Republicans remain motivated to gut key statutes, as evidenced by the failed “Plan B” proposal to avert the fiscal cliff. GOP leaders tucked language into that bill that would have cut automatic funding to the Consumer Financial Protection Bureau and stripped regulators of the power to unwind “too-big-to-fail” institutions.

If the bill is indicative of things to come, critics say, polarizing ideology may continue to prevent lawmakers from working together on technical fixes to Dodd-Frank. They point out that the makeup of the House and Senate will generally be the same in the next Congress, raising fears that gridlock will continue.

“Until the Republicans have an opportunity to control the Senate, it’s very unlikely they will be proposing much reform legislation in the House,” said Peter J. Wallison, a senior fellow at the American Enterprise Institute. “Most of what will happen will be a studying of reforms, but no legislation.”

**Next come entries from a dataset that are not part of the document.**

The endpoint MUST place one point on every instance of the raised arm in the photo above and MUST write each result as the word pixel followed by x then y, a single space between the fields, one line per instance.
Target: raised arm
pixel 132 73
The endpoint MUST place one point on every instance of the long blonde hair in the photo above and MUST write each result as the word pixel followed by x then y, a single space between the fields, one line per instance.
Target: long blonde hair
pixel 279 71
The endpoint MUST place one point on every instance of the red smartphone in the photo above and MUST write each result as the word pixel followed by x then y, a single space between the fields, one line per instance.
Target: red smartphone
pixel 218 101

But there are signs that lawmakers have the political will to modify financial reform. Late Friday evening, the Senate unanimously passed a bill that would direct the Government Accountability Office to examine the economic benefits large banks receive for being “too big to fail.”

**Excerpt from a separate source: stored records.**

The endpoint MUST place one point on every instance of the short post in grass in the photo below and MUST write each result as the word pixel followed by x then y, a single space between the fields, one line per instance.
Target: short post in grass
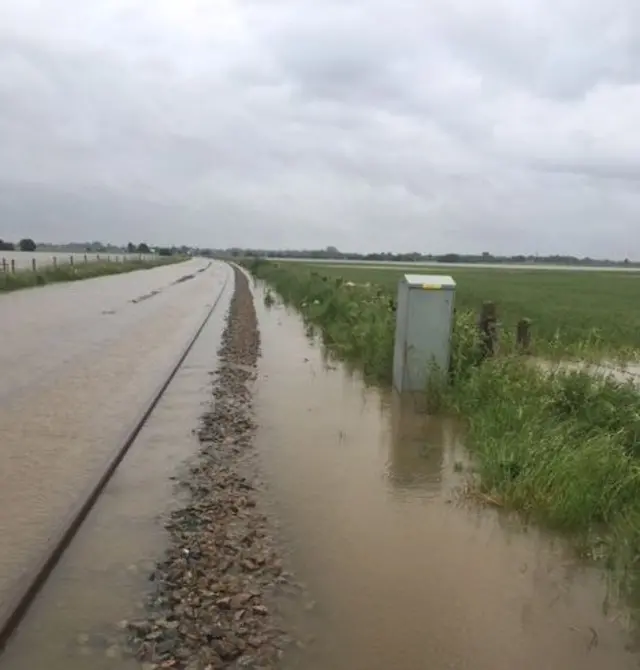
pixel 523 336
pixel 488 326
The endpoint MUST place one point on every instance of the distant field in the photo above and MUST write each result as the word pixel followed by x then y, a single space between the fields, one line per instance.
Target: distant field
pixel 579 311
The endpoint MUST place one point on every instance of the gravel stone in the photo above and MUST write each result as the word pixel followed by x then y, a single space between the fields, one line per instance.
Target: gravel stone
pixel 212 603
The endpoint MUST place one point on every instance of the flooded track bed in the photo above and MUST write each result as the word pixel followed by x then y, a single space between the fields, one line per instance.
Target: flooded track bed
pixel 402 572
pixel 215 572
pixel 79 619
pixel 359 488
pixel 79 364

The bill, sponsored by Sens. Sherrod Brown (D-Ohio) and David Vitter (R-La.), asks the agency to study whether institutions with more than $500 billion in assets enjoy favorable pricing of their debt because of inflated credit ratings built on the perception that the government will always step in to prevent their collapse. It’s unclear whether the House will take up the bill before the end of the session, but advocates of reform are encouraged by the broad support in the Senate.

Brown and Vitter are part of a small but growing group of Democrats and Republicans interested in exploring whether the nation’s largest banks need to be downsized to protect financial stability. Analysts say the addition of Sen. Elizabeth Warren (D-Mass.), the architect of the Consumer Financial Protection Bureau, to the Senate Banking Committee will strengthen the coalition.

In an interview earlier this month, Brown said he intends to reintroduce an amendment he had co-sponsored with then-Sen. Ted Kaufman (D-Del.) to limit the size and scope of bank operations. The Senate shot the bill down in 2010 by a vote of 61 to 33, but Brown said his colleagues have expressed interest in revisiting the measure.